ウェルビーイングを大切にする循環型共生社会に変革していくために、私たちが取り組むべき重要なポイントは、次の3点である。
(1)循環型共生社会への地域変革ビジョンを構想し、推進する
地域の当事者が、地域社会の将来ビジョンを描き、それを実現するために行動していけるかどうかがカギを握る。

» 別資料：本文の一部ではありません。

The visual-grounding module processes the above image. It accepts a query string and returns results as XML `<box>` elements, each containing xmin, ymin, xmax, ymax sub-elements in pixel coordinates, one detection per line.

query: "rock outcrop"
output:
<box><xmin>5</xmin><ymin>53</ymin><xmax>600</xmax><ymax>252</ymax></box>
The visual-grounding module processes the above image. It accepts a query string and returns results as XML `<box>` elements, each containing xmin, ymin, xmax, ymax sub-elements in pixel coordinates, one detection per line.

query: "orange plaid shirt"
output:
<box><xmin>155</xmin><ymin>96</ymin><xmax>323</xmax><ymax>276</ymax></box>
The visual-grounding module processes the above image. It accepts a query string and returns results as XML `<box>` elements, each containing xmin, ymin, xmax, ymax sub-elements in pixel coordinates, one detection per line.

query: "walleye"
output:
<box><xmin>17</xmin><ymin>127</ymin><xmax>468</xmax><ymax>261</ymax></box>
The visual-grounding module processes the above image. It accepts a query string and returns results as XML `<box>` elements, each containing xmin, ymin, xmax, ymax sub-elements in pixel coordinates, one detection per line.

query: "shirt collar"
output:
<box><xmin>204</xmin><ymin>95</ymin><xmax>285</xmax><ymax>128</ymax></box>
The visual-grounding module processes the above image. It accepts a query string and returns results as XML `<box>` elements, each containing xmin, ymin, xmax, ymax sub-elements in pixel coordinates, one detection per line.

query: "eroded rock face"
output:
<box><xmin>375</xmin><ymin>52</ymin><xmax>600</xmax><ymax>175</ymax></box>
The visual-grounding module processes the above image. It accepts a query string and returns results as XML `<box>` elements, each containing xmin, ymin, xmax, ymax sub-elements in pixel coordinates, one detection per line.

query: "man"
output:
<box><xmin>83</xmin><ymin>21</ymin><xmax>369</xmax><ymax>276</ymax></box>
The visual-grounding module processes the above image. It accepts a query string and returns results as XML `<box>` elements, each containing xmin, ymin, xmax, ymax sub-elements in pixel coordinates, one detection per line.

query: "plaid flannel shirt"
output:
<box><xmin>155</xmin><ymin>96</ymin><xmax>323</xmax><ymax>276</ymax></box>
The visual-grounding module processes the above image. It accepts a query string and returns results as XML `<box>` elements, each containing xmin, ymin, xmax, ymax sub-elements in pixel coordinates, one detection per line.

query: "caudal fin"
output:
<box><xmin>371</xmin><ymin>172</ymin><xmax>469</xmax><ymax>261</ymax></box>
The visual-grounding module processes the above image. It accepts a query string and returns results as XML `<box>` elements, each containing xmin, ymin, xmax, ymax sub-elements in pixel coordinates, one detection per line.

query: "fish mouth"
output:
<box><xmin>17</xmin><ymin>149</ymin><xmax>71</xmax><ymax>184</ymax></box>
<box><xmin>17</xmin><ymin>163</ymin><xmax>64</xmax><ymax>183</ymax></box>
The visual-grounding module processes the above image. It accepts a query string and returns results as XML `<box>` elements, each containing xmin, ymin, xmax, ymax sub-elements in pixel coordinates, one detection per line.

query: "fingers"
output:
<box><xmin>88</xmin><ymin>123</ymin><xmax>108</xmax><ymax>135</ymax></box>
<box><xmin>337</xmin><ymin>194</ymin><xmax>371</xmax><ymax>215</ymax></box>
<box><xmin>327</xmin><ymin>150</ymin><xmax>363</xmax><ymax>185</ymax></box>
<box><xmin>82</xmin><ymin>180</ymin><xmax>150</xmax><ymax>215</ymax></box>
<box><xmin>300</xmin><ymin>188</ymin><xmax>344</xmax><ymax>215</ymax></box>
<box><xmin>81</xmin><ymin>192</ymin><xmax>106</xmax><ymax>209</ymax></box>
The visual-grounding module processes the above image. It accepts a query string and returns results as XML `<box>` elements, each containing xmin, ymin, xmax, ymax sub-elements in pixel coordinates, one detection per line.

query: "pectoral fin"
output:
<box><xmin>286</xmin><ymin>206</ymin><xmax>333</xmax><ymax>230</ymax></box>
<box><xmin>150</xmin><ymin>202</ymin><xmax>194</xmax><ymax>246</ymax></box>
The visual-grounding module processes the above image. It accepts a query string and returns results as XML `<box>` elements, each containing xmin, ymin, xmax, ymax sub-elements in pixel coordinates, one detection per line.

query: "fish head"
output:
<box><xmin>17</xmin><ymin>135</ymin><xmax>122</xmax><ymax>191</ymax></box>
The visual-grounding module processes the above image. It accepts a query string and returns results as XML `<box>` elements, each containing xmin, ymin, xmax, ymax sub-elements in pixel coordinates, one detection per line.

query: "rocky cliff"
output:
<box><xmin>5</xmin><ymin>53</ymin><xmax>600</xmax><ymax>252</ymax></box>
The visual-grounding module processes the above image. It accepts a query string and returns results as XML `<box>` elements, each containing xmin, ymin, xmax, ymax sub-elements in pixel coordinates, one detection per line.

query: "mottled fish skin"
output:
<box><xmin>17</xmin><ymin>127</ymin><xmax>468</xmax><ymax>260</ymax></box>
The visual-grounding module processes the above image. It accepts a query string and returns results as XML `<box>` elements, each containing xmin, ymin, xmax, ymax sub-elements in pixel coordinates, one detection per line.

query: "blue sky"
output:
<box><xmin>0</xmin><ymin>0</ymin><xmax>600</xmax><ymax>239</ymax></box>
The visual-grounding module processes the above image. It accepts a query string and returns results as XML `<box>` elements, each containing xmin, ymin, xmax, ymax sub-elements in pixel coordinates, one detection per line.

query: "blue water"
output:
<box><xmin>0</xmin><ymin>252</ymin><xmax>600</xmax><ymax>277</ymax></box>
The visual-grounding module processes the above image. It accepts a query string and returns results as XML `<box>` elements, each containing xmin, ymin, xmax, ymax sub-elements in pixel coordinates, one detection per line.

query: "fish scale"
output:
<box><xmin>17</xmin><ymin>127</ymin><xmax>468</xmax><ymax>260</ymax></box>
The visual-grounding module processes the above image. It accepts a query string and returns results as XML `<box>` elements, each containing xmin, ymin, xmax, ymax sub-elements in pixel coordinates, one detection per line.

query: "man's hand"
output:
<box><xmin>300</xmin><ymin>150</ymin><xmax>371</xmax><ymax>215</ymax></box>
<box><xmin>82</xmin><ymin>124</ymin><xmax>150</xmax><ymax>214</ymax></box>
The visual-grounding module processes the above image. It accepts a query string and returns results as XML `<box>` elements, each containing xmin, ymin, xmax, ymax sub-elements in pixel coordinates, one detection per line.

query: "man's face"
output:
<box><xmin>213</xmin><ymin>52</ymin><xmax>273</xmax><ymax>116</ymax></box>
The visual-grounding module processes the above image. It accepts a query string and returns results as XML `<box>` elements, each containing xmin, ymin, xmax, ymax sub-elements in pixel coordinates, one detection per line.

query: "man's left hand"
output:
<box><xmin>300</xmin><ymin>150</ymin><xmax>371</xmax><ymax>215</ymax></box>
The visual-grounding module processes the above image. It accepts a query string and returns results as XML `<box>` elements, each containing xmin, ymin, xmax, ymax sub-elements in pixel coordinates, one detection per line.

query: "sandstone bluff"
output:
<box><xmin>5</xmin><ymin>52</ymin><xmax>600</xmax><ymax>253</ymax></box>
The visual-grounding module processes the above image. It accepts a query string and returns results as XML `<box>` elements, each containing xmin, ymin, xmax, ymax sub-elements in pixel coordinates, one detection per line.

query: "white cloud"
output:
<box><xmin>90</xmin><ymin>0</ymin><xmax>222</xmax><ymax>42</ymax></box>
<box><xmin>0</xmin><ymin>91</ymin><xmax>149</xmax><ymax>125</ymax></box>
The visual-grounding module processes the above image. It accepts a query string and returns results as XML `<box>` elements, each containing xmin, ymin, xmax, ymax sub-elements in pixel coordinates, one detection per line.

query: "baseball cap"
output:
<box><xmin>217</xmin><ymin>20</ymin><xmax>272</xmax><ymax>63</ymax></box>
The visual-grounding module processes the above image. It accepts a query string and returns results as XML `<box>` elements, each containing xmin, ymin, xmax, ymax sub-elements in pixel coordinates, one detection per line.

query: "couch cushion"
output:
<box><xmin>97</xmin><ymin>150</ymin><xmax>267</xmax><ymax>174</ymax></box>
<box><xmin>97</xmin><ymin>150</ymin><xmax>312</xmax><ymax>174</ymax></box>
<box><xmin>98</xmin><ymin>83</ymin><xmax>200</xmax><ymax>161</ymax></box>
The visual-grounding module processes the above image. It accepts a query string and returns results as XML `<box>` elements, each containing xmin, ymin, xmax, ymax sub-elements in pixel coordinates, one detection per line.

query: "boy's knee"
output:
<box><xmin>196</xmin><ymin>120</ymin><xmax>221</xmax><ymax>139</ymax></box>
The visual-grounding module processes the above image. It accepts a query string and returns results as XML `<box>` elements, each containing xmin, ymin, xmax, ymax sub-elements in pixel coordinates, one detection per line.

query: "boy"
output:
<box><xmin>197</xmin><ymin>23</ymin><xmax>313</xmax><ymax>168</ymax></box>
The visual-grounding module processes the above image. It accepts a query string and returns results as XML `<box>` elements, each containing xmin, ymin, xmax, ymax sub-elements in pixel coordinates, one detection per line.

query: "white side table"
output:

(2)地域独自の文化、歴史、智慧を活かし個性ある循環型共生社会をつくる
循環型共生社会は、地域固有の環境、生活文化、地域の歴史、そして、地域住民がつくりだしてきたさまざまな智慧を活かして、持続的な社会の実現をめざしていく。
(3)循環型共生社会の暮らしを日常生活に取り込んでいく工夫と協働を楽しむ
循環型共生社会の実現には、日頃の生活を見直して、自ら生活を変えていくことが必要であり、そのために、住民同士が対話し、協働することで、生活の拠点である地元をかけがえのない共通の場(コモンズ)として育てていく。(213~215ページ)

〇草郷は、「社会的関係資本」と「潜在能力アプローチ」そして「内発的発展論」(内発的地域協働)を援用して、経済成長モデルからウェルビーイングモデルへの転換を図り循環型経済システムと共生社会システムを併せ持つ循環型共生社会の実現を提唱する(図2参照)。そして草郷はいう。「私たち自身が社会を変えていく当事者であることを自覚し、小さなことから協働、対話、共創によって自分事として何かを変えていくことが、後々、大きく社会を変えていくことにつながる」。「ウェルビーイングを大切にする地域が増えていけば、循環型共生社会に向かって社会は動き出していく」(222ページ)。そのためには、「主体性と共感力を磨く教育政策」への転換が求められる(150~153ページ)。これが草郷からのシンブルで強いメッセージである。それは、筆者が言ってきた「まちづくりと市民福祉教育」に通底する。